# Group Axioms G4 Associative

• Mar 23rd 2011, 12:35 AM
Arron
Group Axioms G4 Associative
Hi!

Could anyone help!

I need to prove G4 associativity for the following group and I know it exists

(Q*, o) where x o y = xy/7.

This group is closed so G1 holds
This group is has an identity e = 7 so G2 holds
This group has an inverses which is 49/x.
• Mar 23rd 2011, 01:30 AM
Swlabr
Quote:

Originally Posted by Arron
Hi!

Could anyone help!

I need to prove G4 associativity for the following group and I know it exists

(Q*, o) where x o y = xy/7.

This group is closed so G1 holds
This group is has an identity e = 7 so G2 holds
This group has an inverses which is 49/x.
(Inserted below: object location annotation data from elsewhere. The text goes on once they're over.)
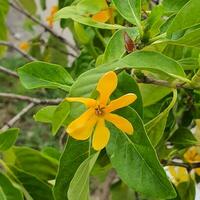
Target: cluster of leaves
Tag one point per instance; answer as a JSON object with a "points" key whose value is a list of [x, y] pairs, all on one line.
{"points": [[144, 43]]}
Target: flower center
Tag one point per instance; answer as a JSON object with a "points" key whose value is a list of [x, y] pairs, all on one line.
{"points": [[99, 111]]}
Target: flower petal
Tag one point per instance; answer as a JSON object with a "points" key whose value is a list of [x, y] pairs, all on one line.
{"points": [[87, 101], [121, 102], [106, 85], [86, 131], [80, 122], [120, 122], [101, 135]]}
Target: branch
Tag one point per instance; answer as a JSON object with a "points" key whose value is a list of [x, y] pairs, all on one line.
{"points": [[105, 190], [36, 101], [11, 122], [11, 45], [188, 166], [47, 28], [9, 72]]}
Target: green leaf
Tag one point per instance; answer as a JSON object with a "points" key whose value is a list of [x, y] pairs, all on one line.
{"points": [[60, 115], [155, 128], [35, 187], [135, 160], [30, 6], [116, 45], [126, 84], [45, 114], [71, 12], [44, 75], [8, 138], [74, 154], [130, 10], [183, 137], [152, 93], [79, 186], [33, 162], [187, 17], [9, 191]]}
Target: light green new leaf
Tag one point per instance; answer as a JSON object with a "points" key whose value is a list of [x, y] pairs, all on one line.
{"points": [[79, 186], [116, 45], [32, 161], [187, 17], [35, 187], [44, 75], [45, 114], [135, 160], [71, 12], [8, 190], [59, 116], [155, 128], [74, 154], [8, 138], [130, 10]]}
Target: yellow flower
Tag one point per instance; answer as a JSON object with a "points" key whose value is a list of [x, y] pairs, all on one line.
{"points": [[103, 16], [100, 110], [178, 174], [192, 155], [50, 18], [24, 46]]}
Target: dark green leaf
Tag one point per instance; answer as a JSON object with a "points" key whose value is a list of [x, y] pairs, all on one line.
{"points": [[8, 138], [135, 160], [44, 75]]}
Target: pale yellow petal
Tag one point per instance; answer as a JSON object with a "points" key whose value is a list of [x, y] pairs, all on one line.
{"points": [[87, 101], [120, 122], [80, 122], [121, 102], [86, 131], [106, 85], [101, 135]]}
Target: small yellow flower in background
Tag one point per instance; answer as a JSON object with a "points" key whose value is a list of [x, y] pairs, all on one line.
{"points": [[103, 16], [50, 18], [24, 46], [192, 155], [178, 174], [100, 110]]}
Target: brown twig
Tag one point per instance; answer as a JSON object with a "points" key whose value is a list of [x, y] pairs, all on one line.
{"points": [[11, 45], [47, 28], [11, 122], [105, 190], [8, 72], [36, 101]]}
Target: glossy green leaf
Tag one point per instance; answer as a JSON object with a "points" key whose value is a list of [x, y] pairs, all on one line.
{"points": [[187, 17], [152, 93], [126, 84], [35, 187], [8, 138], [130, 10], [44, 75], [30, 6], [8, 189], [71, 12], [59, 116], [116, 45], [45, 114], [155, 128], [74, 154], [183, 137], [135, 160], [33, 162], [79, 186]]}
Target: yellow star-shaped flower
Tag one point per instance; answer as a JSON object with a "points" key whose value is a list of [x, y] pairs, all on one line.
{"points": [[100, 110]]}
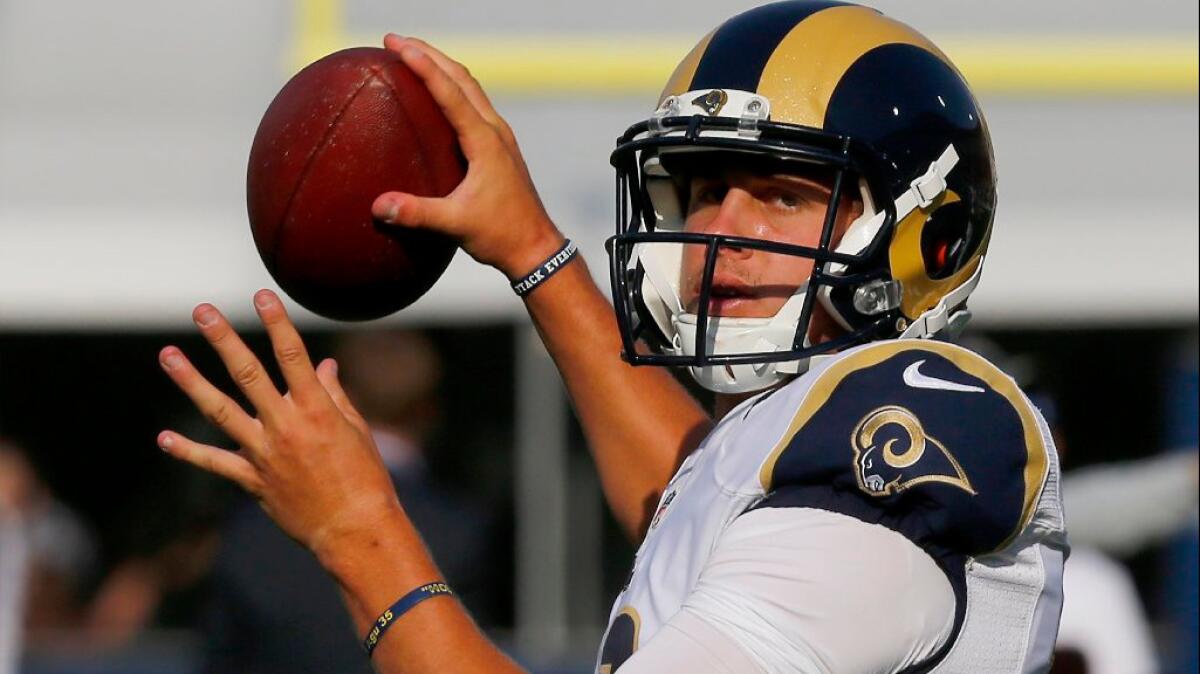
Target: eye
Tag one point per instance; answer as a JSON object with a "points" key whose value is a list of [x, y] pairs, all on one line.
{"points": [[786, 199]]}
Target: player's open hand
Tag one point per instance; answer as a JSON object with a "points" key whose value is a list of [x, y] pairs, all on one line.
{"points": [[495, 212], [307, 456]]}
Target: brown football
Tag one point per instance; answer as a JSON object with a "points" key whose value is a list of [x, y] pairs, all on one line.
{"points": [[341, 132]]}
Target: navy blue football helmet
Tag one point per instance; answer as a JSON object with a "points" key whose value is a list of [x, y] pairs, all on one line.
{"points": [[799, 86]]}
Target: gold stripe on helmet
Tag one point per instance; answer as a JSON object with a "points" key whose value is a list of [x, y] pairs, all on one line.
{"points": [[808, 64], [681, 79]]}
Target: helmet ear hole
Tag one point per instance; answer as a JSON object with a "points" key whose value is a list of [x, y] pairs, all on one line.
{"points": [[943, 240]]}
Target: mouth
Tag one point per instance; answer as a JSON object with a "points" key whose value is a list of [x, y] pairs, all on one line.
{"points": [[726, 296]]}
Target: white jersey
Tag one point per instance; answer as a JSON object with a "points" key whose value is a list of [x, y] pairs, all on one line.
{"points": [[913, 488]]}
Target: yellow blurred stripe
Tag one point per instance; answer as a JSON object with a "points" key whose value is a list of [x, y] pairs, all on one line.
{"points": [[623, 65], [1078, 65]]}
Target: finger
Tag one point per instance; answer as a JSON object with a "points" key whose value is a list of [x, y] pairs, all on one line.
{"points": [[215, 405], [423, 212], [245, 368], [216, 461], [457, 72], [289, 349], [327, 372], [467, 121]]}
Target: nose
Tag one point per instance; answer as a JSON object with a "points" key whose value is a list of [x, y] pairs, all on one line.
{"points": [[735, 216]]}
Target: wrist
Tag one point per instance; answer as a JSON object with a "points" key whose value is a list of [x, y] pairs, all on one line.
{"points": [[355, 551], [532, 252]]}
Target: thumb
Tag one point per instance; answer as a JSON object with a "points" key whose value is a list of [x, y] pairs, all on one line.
{"points": [[409, 210], [327, 373]]}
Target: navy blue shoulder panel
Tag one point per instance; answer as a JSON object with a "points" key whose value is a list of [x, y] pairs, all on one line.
{"points": [[742, 46], [924, 438]]}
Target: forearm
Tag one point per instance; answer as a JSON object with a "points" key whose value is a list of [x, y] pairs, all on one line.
{"points": [[639, 421], [377, 565]]}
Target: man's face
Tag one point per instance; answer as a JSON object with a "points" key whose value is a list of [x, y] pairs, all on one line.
{"points": [[785, 208]]}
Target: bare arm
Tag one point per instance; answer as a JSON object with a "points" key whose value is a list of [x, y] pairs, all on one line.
{"points": [[640, 422]]}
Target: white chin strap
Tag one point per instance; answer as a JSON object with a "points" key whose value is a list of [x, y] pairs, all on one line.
{"points": [[743, 336]]}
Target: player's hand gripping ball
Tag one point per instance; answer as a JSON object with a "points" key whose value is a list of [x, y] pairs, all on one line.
{"points": [[341, 132]]}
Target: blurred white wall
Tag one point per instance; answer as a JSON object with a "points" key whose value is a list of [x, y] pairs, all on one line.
{"points": [[125, 127]]}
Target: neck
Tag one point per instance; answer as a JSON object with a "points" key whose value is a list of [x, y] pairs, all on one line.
{"points": [[725, 402]]}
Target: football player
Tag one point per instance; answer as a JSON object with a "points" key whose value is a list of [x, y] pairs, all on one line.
{"points": [[801, 222]]}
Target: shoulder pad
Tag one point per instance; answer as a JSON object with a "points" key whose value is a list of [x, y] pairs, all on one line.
{"points": [[921, 435]]}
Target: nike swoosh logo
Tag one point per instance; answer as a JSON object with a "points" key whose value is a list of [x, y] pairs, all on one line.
{"points": [[912, 377]]}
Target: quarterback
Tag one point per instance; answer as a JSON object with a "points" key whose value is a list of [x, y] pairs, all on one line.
{"points": [[799, 224]]}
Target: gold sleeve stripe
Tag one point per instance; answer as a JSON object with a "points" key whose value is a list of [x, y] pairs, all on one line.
{"points": [[1036, 463], [827, 43]]}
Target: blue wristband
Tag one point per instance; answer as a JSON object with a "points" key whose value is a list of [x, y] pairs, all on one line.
{"points": [[400, 608], [545, 270]]}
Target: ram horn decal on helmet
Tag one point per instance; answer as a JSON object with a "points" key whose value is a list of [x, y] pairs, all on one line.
{"points": [[813, 85]]}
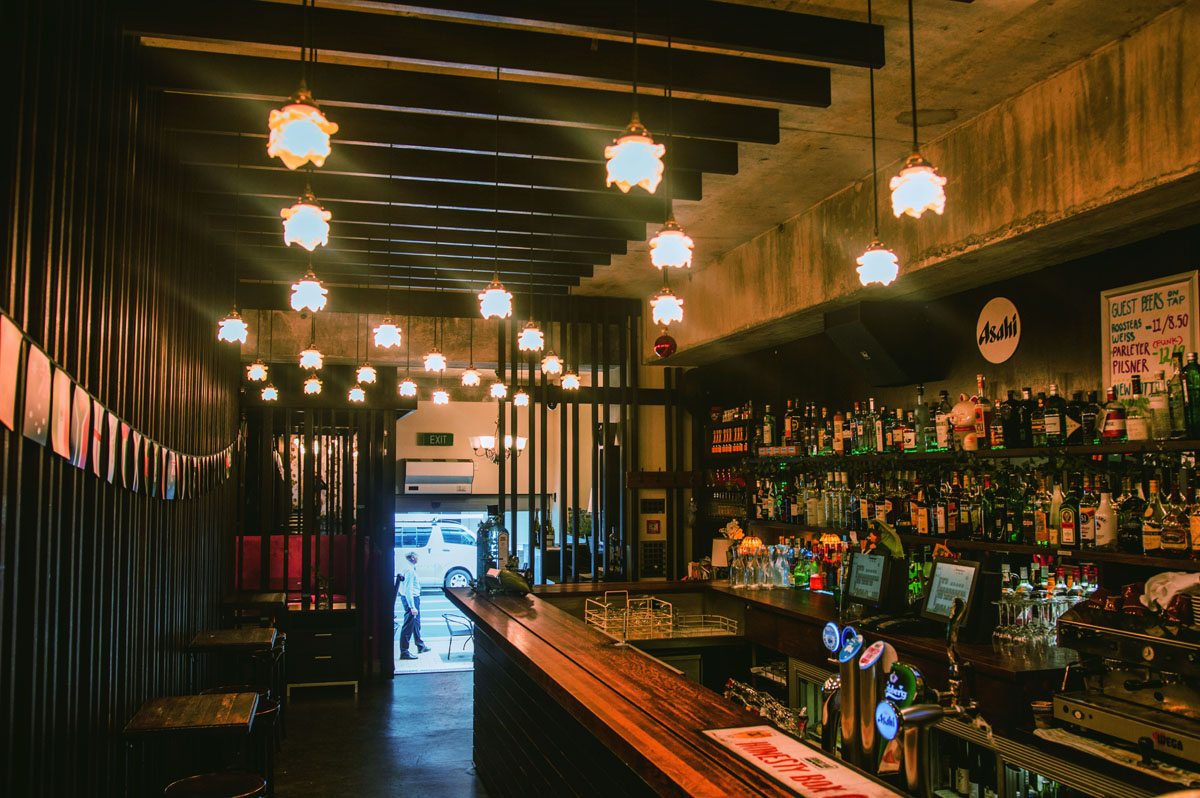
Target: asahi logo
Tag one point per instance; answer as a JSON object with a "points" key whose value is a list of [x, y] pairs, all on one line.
{"points": [[999, 330]]}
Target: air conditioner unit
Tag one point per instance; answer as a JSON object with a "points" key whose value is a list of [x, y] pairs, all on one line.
{"points": [[438, 477]]}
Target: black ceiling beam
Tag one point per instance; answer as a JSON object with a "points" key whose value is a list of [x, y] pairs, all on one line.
{"points": [[329, 187], [216, 114], [219, 73], [381, 249], [426, 304], [481, 220], [701, 23], [201, 149], [426, 41], [263, 226]]}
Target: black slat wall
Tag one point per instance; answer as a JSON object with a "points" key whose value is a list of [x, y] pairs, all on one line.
{"points": [[101, 588]]}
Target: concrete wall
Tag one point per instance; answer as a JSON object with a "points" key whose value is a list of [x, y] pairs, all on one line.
{"points": [[1097, 155]]}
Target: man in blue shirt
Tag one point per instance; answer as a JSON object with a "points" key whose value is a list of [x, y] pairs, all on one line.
{"points": [[411, 599]]}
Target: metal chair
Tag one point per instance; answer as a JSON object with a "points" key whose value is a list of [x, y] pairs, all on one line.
{"points": [[459, 627]]}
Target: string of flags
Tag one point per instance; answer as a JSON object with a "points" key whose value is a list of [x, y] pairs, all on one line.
{"points": [[58, 412]]}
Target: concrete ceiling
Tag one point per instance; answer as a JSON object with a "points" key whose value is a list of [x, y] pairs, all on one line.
{"points": [[970, 57]]}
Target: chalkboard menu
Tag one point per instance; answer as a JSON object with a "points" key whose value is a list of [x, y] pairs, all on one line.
{"points": [[1144, 325]]}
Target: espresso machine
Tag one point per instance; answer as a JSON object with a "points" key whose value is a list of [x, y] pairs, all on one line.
{"points": [[1137, 683]]}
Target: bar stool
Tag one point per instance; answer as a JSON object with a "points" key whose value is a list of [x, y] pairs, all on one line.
{"points": [[228, 784]]}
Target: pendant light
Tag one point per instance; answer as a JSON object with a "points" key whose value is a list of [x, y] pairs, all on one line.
{"points": [[306, 222], [309, 294], [918, 187], [635, 159], [877, 264], [299, 131], [471, 377]]}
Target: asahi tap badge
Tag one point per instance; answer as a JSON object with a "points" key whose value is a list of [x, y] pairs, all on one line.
{"points": [[999, 330]]}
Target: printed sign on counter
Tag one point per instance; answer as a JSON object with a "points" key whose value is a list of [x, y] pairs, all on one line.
{"points": [[801, 768], [1143, 325]]}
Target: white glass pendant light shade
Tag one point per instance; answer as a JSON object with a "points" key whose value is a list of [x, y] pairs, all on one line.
{"points": [[306, 223], [917, 189], [311, 359], [388, 335], [435, 361], [666, 307], [531, 339], [552, 364], [671, 247], [309, 294], [496, 303], [232, 328], [877, 265], [256, 372], [299, 131], [635, 160]]}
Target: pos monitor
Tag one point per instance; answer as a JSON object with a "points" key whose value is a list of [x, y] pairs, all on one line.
{"points": [[951, 579]]}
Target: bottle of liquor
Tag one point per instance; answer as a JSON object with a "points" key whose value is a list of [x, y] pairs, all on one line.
{"points": [[1113, 429], [1158, 407], [1152, 521], [1192, 396], [1137, 419], [1055, 418], [1175, 399]]}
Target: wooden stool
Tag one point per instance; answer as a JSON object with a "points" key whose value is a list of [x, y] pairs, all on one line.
{"points": [[217, 785]]}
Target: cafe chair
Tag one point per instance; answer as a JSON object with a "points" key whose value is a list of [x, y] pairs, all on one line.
{"points": [[459, 627], [228, 784]]}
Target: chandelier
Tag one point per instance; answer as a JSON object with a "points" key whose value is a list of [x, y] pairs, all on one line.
{"points": [[306, 222], [388, 334], [311, 358], [309, 294], [671, 246], [232, 328], [496, 301], [256, 372]]}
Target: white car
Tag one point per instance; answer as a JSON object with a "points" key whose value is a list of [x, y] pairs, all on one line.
{"points": [[445, 552]]}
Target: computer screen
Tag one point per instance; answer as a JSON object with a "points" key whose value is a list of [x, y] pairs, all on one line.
{"points": [[867, 577], [952, 579]]}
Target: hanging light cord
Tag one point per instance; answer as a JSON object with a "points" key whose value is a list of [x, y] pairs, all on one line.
{"points": [[875, 167], [912, 78]]}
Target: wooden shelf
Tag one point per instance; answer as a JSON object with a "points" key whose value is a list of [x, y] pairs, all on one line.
{"points": [[953, 544]]}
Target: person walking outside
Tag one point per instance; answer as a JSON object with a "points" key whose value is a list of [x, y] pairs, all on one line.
{"points": [[411, 599]]}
Associativity is the `easy' one, because you don't really have to think! All you have to do is calculate $\displaystyle (x \circ y) \circ z$ and $\displaystyle x \circ (y \circ z)$ and see if they are the same!

So...do this...
• Mar 23rd 2011, 06:03 AM
Arron
Thanks. I assume you mean the following.

x o (y o z) = x/7 o (yz/7)
= xyz/49

(x o y) o z = 1/7(xy/7) o z
= xyz/49
• Mar 23rd 2011, 06:10 AM
Swlabr
Quote:

Originally Posted by Arron
Thanks. I assume you mean the following.

x o (y o z) = x/7 o (yz/7)
= xyz/49

(x o y) o z = 1/7(xy/7) o z
= xyz/49

Not quite - $\displaystyle x \circ (y\circ z) = x\circ \frac{yz}{7}$ - you put in the "/7" as you perform the multiplication, and similarly with the other part.